Almost 2,000 people have been confirmed dead and more than 5,000 remain missing, nine days after the double disasters of a magnitude 7.5 earthquake and 10-foot tsunami, which hit the island of Sulawesi, Indonesia, on Sept. 28.
The death toll now stands at 1,948, according to Indonesian authorities on Monday.
They had earlier confirmed that rescue efforts will finally stop on Thursday, two weeks after the events took place.
At a news conference in Jakarta on Sunday, Sutopo Purwo Nugroho, a spokesperson for Indonesia's disaster agency, BNPB, said that authorities were still working to confirm how many people were missing from villages where buildings had been sucked into liquefying mud.
Nightmarish conditions were seen across Sulawesi following the tsunami — several areas that were subjected to liquefaction, where soil turns to liquid and swallows up entire buildings, in some cases burying their occupants.
Hundreds of the dead who have been identified have been buried in mass graves in order to prevent the spread of disease.
Aid has begun to reach some of the more remote areas of the island, including the Sigi district, according to Al Jazeera, where waves of mud and rock have devastated villages, and in some cases dragged bodies 4 kilometers from their original locations. "They fear half of the population here is dead," Al Jazeera's Jamela Alindogan, who is on the scene, said.
More aid was also beginning to reach the remote parts of Palu and Donggala, according to a statement issued by the International Federation of the Red Cross.
Aid workers are focusing on getting clean water, food, and medical assistance to those who have survived the disaster.
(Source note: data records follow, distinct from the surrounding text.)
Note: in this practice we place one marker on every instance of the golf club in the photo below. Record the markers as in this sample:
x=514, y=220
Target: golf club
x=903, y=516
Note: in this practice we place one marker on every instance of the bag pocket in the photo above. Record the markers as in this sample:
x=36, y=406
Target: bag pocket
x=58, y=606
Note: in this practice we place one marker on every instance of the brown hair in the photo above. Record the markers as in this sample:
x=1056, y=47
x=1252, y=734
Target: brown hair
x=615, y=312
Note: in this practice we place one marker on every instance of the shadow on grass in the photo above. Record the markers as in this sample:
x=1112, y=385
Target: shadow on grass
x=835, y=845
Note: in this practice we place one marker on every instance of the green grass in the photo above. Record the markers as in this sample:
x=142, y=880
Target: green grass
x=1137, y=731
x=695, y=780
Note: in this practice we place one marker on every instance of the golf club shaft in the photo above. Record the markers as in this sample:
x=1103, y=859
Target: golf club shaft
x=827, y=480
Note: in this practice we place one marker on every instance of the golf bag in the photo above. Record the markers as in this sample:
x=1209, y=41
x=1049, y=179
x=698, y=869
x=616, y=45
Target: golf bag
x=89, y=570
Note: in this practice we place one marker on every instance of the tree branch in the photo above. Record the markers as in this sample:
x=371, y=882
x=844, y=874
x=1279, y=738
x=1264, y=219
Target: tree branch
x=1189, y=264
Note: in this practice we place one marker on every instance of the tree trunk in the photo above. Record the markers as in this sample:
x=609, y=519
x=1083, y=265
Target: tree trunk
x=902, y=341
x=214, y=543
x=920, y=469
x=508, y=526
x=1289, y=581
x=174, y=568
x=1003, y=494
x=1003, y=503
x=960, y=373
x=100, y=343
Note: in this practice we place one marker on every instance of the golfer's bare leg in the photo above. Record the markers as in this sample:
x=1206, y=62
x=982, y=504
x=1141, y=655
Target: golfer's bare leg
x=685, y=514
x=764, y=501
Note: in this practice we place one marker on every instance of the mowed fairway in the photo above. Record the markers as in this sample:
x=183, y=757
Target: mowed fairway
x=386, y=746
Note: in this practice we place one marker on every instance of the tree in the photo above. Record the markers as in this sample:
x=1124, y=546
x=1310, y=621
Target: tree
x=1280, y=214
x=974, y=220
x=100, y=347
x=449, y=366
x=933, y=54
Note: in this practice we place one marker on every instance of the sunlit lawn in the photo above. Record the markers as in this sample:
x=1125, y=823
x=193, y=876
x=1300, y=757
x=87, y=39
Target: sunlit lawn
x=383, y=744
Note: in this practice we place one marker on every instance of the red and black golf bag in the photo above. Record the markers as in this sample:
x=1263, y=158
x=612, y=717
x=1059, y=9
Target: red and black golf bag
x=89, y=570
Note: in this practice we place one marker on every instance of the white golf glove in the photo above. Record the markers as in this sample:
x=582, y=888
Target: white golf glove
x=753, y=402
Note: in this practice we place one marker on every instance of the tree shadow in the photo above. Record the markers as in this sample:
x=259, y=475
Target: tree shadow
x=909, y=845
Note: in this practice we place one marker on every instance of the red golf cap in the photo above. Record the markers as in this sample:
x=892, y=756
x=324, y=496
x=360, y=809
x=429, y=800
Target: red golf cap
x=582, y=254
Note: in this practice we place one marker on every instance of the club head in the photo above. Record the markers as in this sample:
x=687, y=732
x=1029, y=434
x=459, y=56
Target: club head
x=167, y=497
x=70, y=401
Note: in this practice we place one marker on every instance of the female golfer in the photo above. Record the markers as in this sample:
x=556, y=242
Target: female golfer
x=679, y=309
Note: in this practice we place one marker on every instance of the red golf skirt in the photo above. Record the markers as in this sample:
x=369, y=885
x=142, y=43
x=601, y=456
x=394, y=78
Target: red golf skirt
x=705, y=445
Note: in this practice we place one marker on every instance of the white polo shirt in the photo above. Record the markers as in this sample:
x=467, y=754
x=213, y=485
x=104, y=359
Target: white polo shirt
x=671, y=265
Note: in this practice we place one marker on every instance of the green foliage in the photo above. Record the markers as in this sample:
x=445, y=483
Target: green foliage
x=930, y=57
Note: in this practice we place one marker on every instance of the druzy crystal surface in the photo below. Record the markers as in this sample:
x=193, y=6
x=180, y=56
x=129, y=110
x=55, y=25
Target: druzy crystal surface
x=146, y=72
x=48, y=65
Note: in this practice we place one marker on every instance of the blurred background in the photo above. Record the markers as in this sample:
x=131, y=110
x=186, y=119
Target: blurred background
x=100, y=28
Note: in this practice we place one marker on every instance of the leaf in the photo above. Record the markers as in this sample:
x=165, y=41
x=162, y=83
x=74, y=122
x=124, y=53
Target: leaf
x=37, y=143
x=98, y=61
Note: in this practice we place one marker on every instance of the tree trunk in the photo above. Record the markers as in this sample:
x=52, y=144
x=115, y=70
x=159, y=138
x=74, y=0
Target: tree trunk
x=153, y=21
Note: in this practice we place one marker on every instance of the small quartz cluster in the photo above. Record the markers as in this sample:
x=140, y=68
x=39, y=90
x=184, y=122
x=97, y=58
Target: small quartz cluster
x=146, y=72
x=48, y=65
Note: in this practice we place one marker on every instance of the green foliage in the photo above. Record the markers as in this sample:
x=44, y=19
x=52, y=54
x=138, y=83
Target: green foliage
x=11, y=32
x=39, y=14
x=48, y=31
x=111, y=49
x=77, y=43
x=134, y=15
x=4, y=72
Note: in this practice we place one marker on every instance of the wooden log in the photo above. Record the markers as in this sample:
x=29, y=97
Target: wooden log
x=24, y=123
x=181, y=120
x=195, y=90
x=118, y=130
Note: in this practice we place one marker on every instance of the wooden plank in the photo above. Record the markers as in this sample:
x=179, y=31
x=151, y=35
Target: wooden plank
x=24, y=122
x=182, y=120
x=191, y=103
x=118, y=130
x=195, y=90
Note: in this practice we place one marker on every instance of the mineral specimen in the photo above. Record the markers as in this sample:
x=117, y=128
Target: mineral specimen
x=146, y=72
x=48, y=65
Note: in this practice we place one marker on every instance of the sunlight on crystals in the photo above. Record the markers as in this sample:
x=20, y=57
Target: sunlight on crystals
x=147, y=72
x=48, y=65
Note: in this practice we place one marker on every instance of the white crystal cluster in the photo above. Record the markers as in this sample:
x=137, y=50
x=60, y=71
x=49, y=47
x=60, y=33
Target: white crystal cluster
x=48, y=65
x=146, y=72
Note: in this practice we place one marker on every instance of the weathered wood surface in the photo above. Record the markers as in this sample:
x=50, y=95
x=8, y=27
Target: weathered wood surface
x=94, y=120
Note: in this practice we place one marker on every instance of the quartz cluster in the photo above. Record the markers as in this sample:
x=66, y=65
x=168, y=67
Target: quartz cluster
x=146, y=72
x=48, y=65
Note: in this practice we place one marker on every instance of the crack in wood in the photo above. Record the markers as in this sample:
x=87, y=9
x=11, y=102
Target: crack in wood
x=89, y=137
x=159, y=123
A series of mobile health clinics have been established across Sulawesi, according to the Indonesian Red Cross.
"More and more aid is arriving every day — a plane has just arrived with generators and tarpaulins from the government of New Zealand — and 70 tons of Red Cross relief goods are on their way to Palu," IFRC spokesperson Iris van Deinse said.
“Many roads are still impassible, and access is still a major challenge, but we are bringing goods in by boat and volunteers are carrying aid to isolated communities on foot," she continued.
“The shock and trauma here is palpable, and the area is still affected by aftershocks a week after the disaster. Red Cross teams are doing everything they can to comfort survivors and evacuate them to safer areas of the island.”
Aid workers with the Indonesian Red Cross are also working to escort survivors, from areas including Petobo and Balaroa, to safety.